1. Click PUBLISH WEB SERVICE at the bottom of the page.
The web service is created, and you now see the web service dashboard.
Here you will find:
a. Links to the latest experiment that was used to create the web service
b. A description of the web service
c. The API key used for authentication when other applications call the web service
d. Other information about the Default Endpoint including:
a. help pages for the REQUEST/RESPONSE and BATCH EXECUTION APIs
b. a TEST option
c. an Excel Workbook to download
d. a data indicating when the endpoint was LAST UPDATED
**Make Predictions using the Web Service**
Test the API using the Web Interface
Finally, we will test our API using the provided Web UI on the web service dashboard page.
1. Click the Test button.
2. Enter the following values in their corresponding text boxes on the Enter data to predict dialogue box:
LOCATION: Houston, TX
GINIINDEX: 0.4802
POP2014: 2239558
LANDAREA: 599.6
POPULTREND: 6.63
POPDENSITY: 3735
3. Click the at the bottom of the Enter data to predict dialogue box.
Notice a status bar at the bottom of the page is displayed indicating the web service call is being made.
Once the web service call is complete, the status bar will have a green checkmark next to the web service name along with the returned prediction from the API.
4. Click DETAILS on the status bar.
The status bar will expand to show the entire result body that was returned from the API including the cluster number.
5. Click CLOSE on the status bar to return to the web service dashboard.
6. Sign out of your workspace by clicking the profile picture at the top right of the page and selecting Sign Out from the displayed menu.
**Conclusion**
This concludes the Deploying a Predictive Model with Azure Machine Learning lab.
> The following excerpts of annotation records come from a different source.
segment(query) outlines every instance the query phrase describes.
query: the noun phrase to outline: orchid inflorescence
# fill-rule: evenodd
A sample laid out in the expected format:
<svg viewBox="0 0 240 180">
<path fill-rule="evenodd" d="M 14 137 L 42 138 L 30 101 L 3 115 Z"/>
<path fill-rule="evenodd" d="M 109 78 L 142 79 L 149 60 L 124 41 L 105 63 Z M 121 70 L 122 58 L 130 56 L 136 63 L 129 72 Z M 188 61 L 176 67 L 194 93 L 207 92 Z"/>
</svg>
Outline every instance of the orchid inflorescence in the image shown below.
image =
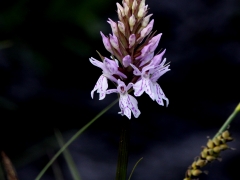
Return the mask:
<svg viewBox="0 0 240 180">
<path fill-rule="evenodd" d="M 162 60 L 165 50 L 154 54 L 162 34 L 155 35 L 152 32 L 154 20 L 150 21 L 152 14 L 147 15 L 148 5 L 145 0 L 123 0 L 122 6 L 117 3 L 119 21 L 114 22 L 110 18 L 112 34 L 109 37 L 100 32 L 103 44 L 111 53 L 111 59 L 102 56 L 102 62 L 91 57 L 90 62 L 102 69 L 91 97 L 95 91 L 99 93 L 99 100 L 106 94 L 118 93 L 120 95 L 119 114 L 131 119 L 131 112 L 137 118 L 140 115 L 137 100 L 128 94 L 133 88 L 136 97 L 146 92 L 153 101 L 159 105 L 168 106 L 168 98 L 163 93 L 157 80 L 169 71 L 169 64 Z M 150 21 L 150 22 L 149 22 Z M 108 80 L 117 88 L 108 89 Z"/>
</svg>

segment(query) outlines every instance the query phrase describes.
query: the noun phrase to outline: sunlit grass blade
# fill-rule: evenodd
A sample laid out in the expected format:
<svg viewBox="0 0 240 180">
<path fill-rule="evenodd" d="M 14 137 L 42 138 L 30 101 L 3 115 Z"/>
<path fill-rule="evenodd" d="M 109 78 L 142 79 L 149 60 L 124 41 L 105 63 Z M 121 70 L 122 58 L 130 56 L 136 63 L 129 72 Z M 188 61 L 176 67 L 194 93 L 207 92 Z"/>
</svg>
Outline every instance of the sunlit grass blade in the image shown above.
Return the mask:
<svg viewBox="0 0 240 180">
<path fill-rule="evenodd" d="M 55 129 L 54 132 L 55 132 L 57 141 L 59 143 L 59 146 L 62 147 L 64 145 L 64 140 L 63 140 L 61 132 L 58 129 Z M 73 161 L 73 158 L 67 148 L 65 149 L 65 151 L 63 151 L 63 156 L 67 162 L 67 165 L 71 172 L 73 180 L 81 180 L 81 177 L 80 177 L 80 174 L 78 173 L 77 167 L 76 167 L 76 165 Z"/>
<path fill-rule="evenodd" d="M 131 177 L 132 177 L 132 174 L 133 174 L 133 172 L 134 172 L 134 170 L 136 169 L 136 167 L 137 167 L 137 165 L 138 165 L 138 163 L 141 161 L 143 159 L 143 157 L 141 157 L 137 162 L 136 162 L 136 164 L 133 166 L 133 169 L 132 169 L 132 172 L 131 172 L 131 174 L 129 175 L 129 178 L 128 178 L 128 180 L 130 180 L 131 179 Z"/>
<path fill-rule="evenodd" d="M 237 107 L 234 109 L 234 111 L 232 112 L 232 114 L 228 117 L 228 119 L 225 121 L 225 123 L 222 125 L 222 127 L 219 129 L 219 131 L 217 132 L 217 134 L 214 136 L 214 138 L 216 138 L 219 134 L 221 134 L 223 131 L 225 131 L 230 123 L 233 121 L 233 119 L 236 117 L 236 115 L 240 112 L 240 103 L 238 103 Z M 213 139 L 214 139 L 213 138 Z"/>
<path fill-rule="evenodd" d="M 100 113 L 98 113 L 89 123 L 83 126 L 81 129 L 76 132 L 67 142 L 63 145 L 61 149 L 53 156 L 53 158 L 47 163 L 47 165 L 42 169 L 42 171 L 37 175 L 35 180 L 39 180 L 43 174 L 47 171 L 47 169 L 51 166 L 51 164 L 57 159 L 57 157 L 75 140 L 80 136 L 92 123 L 94 123 L 99 117 L 101 117 L 105 112 L 107 112 L 113 105 L 118 102 L 118 99 L 109 104 L 105 109 L 103 109 Z"/>
</svg>

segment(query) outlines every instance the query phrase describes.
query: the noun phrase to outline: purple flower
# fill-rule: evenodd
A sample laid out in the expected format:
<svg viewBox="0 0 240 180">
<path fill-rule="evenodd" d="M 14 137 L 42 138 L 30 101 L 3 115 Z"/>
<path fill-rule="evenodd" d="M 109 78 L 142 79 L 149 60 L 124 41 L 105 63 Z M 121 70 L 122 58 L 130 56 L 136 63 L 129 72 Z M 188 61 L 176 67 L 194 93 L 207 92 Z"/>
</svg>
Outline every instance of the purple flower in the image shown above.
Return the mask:
<svg viewBox="0 0 240 180">
<path fill-rule="evenodd" d="M 118 70 L 119 65 L 117 60 L 114 61 L 104 58 L 103 63 L 94 58 L 90 58 L 89 60 L 94 66 L 97 66 L 103 70 L 103 74 L 99 77 L 96 85 L 91 91 L 92 98 L 94 91 L 97 90 L 97 93 L 99 93 L 99 100 L 102 100 L 105 98 L 106 90 L 108 88 L 107 78 L 117 83 L 118 81 L 113 75 L 118 75 L 121 78 L 127 78 L 127 76 Z"/>
<path fill-rule="evenodd" d="M 125 85 L 123 81 L 118 79 L 118 86 L 117 89 L 109 89 L 106 91 L 107 94 L 111 93 L 119 93 L 120 99 L 119 99 L 119 107 L 121 111 L 119 114 L 126 115 L 128 119 L 131 119 L 131 111 L 135 118 L 138 118 L 138 116 L 141 114 L 141 112 L 138 109 L 138 102 L 137 100 L 128 94 L 128 90 L 132 87 L 132 84 L 129 83 L 128 86 Z"/>
<path fill-rule="evenodd" d="M 99 93 L 99 100 L 106 94 L 118 93 L 120 95 L 120 114 L 131 119 L 131 113 L 137 118 L 140 115 L 137 100 L 128 94 L 133 89 L 135 96 L 141 96 L 146 92 L 153 101 L 159 105 L 168 106 L 168 98 L 165 96 L 157 80 L 169 71 L 166 59 L 163 59 L 165 50 L 155 53 L 162 34 L 155 35 L 152 31 L 154 19 L 148 14 L 149 8 L 145 0 L 123 0 L 122 5 L 117 4 L 118 21 L 108 18 L 112 34 L 102 36 L 103 44 L 111 58 L 99 56 L 100 62 L 90 58 L 90 62 L 102 69 L 96 85 L 91 91 Z M 157 55 L 156 55 L 157 54 Z M 163 59 L 163 60 L 162 60 Z M 117 86 L 116 89 L 108 90 L 108 80 Z M 126 86 L 127 85 L 127 86 Z"/>
</svg>

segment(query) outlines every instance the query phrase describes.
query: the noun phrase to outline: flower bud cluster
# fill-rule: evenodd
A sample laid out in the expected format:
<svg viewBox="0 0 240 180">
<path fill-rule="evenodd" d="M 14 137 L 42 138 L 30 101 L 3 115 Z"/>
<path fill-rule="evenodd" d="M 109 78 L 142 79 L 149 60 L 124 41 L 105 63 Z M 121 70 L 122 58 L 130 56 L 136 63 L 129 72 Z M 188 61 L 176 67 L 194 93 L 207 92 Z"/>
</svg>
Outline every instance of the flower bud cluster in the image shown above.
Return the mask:
<svg viewBox="0 0 240 180">
<path fill-rule="evenodd" d="M 131 112 L 137 118 L 140 115 L 137 100 L 128 94 L 134 90 L 134 96 L 141 96 L 146 92 L 153 101 L 168 105 L 168 98 L 163 93 L 157 80 L 169 71 L 169 65 L 163 59 L 165 50 L 154 53 L 162 34 L 152 32 L 154 20 L 150 21 L 152 14 L 147 15 L 148 5 L 145 0 L 123 0 L 122 5 L 117 4 L 119 21 L 114 22 L 110 18 L 112 34 L 102 36 L 106 50 L 111 53 L 111 58 L 102 56 L 102 62 L 90 58 L 90 62 L 101 68 L 103 74 L 98 79 L 94 89 L 99 93 L 99 99 L 104 99 L 106 94 L 118 93 L 120 95 L 120 114 L 131 118 Z M 117 88 L 109 89 L 108 80 Z"/>
<path fill-rule="evenodd" d="M 200 156 L 197 157 L 192 165 L 188 168 L 186 176 L 183 180 L 193 180 L 193 178 L 198 177 L 202 173 L 207 174 L 207 171 L 202 171 L 201 168 L 216 159 L 221 160 L 220 153 L 226 149 L 232 149 L 227 145 L 227 142 L 232 140 L 233 138 L 230 136 L 228 130 L 224 131 L 212 140 L 209 139 L 207 146 L 203 147 Z"/>
</svg>

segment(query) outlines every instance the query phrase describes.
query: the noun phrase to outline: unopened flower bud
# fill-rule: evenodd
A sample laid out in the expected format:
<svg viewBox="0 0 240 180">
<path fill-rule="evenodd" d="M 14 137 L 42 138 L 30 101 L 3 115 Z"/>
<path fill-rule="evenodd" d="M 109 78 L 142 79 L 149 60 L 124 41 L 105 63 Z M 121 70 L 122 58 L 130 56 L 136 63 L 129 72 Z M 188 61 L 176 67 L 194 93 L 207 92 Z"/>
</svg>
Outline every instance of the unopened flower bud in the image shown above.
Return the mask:
<svg viewBox="0 0 240 180">
<path fill-rule="evenodd" d="M 140 4 L 139 4 L 139 9 L 142 9 L 145 7 L 145 0 L 141 0 Z"/>
<path fill-rule="evenodd" d="M 124 1 L 125 1 L 125 3 L 127 3 L 128 6 L 130 6 L 129 0 L 124 0 Z"/>
<path fill-rule="evenodd" d="M 132 14 L 132 16 L 129 18 L 129 26 L 130 26 L 131 31 L 133 30 L 133 26 L 135 25 L 135 23 L 136 23 L 136 19 L 135 19 L 134 15 Z"/>
<path fill-rule="evenodd" d="M 124 17 L 125 13 L 124 13 L 123 7 L 119 3 L 116 3 L 116 4 L 118 8 L 118 16 Z"/>
<path fill-rule="evenodd" d="M 117 27 L 117 23 L 115 23 L 113 20 L 111 20 L 110 18 L 108 18 L 108 21 L 107 21 L 111 28 L 112 28 L 112 33 L 115 35 L 115 36 L 118 36 L 118 27 Z"/>
<path fill-rule="evenodd" d="M 143 21 L 142 21 L 142 24 L 141 24 L 142 27 L 146 27 L 148 25 L 151 16 L 152 16 L 152 14 L 149 14 L 145 18 L 143 18 Z"/>
<path fill-rule="evenodd" d="M 126 3 L 123 2 L 123 10 L 124 10 L 124 13 L 125 15 L 127 16 L 128 13 L 129 13 L 129 7 Z"/>
<path fill-rule="evenodd" d="M 109 35 L 109 37 L 110 37 L 110 43 L 111 43 L 111 45 L 116 49 L 116 50 L 118 50 L 119 51 L 119 44 L 118 44 L 118 39 L 117 39 L 117 37 L 113 34 L 113 35 Z"/>
<path fill-rule="evenodd" d="M 128 38 L 129 48 L 131 48 L 136 42 L 135 34 L 131 34 Z"/>
<path fill-rule="evenodd" d="M 107 38 L 101 31 L 100 31 L 100 34 L 102 36 L 103 44 L 104 44 L 106 50 L 108 50 L 111 54 L 113 54 L 111 44 L 109 42 L 109 38 Z"/>
<path fill-rule="evenodd" d="M 121 21 L 118 21 L 118 28 L 125 35 L 125 26 Z"/>
<path fill-rule="evenodd" d="M 122 63 L 124 67 L 128 67 L 130 65 L 130 63 L 132 62 L 131 60 L 131 56 L 127 55 L 123 58 Z"/>
<path fill-rule="evenodd" d="M 152 31 L 153 23 L 154 20 L 152 19 L 151 22 L 147 25 L 147 27 L 143 28 L 143 30 L 141 31 L 141 36 L 138 38 L 138 40 L 145 38 Z"/>
</svg>

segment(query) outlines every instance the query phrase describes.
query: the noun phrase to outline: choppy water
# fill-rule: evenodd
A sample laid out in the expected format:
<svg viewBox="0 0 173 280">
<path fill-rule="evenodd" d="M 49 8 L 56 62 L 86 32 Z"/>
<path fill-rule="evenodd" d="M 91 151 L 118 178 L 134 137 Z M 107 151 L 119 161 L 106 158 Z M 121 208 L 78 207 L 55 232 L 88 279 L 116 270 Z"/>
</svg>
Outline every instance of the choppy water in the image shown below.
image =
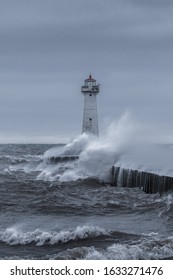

To recap, you have successfully copied an experiment from the Azure Machine Learning Gallery into ML Studio, created a scoring experiment, deployed a model as a web service, and interacted with the API via the included web interface.
Now that you have a deployed web service, you can use the provided web UI or the provided Excel Worksheet to predict with new data. You can also create custom applications and data flows that access the API for automated prediction.
To answer our earlier question of where to open your next restaurant location, you would start by downloading the cluster assignments into a tool like Excel to try to label the type of city-market each cluster represents. Then you could take those cluster labels and compare them to your restaurant locations that have done well in the past. This would give you a list of prime city-markets for future restaurant locations.